Philip Glenister takes Actor of The Year for a second successive year and if you want to know why watch the finale of the last series of Ashes To Ashes. The moment *that* truth is revealed his acting is second to none. Any of the runners up could’ve won this on a different year but Glenister set the bar very high indeed.


Andrew Lincoln – ‘Rick Grimes’ (Walking Dead)

Nathan Fillion – ‘Richard Castle’ (Castle)

Stephen Moyer – ‘Bill Compton’ (True Blood)


Actress Of The Year

WINNER: Jane Lynch – ‘Sue Sylvester’ (Glee)


The runners up for this award are all amazing actresses who do a great job week in week out. But Jane Lynch almost single-handedly carries Glee every episode. Her vitriolic outbursts as Sue Sylvester are television gold. Sylvester is a poisonous, horrible character but Lynch gives her the smallest of chinks in her armour and that is enough to give her some likeability.


Joanna Kelly – ‘Myka Bering’ (Warehouse 13)

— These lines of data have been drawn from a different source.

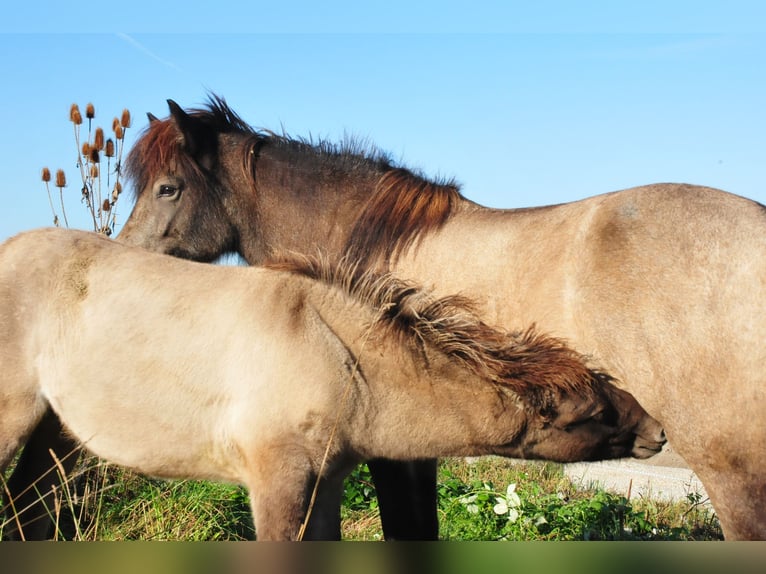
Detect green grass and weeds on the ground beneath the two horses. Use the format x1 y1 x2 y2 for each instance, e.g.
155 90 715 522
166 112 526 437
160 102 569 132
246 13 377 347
6 457 722 540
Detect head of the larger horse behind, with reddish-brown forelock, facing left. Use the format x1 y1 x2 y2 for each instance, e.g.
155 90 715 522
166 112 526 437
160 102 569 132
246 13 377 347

Stana Katic – ‘Kate Beckett’ (Castle)

Maggie Q – ‘Nikita’ (Nikita)



WINNER: Warehouse 13

This was a two way fight between Castle and Warehouse 13, with the latter just about taking it. Warehouse 13’s kooky kind of comedy/drama is a refreshing change to the serious dramas around and the dynamic of the characters relationship took on the look of a family which really helped develop things. A few stand out epsiodes (‘Around The Bend’ and ‘Reset’ in particular) made sure I stayed hooked and by the end of the season I was left wanted more.



Walking Dead



Hopefully 2011 will be just as good. With a guilty pleasure of mine, Primeval, returning and with new seasons of Warehouse 13, Castle and The Middle guaranteed I’m pretty optimistic.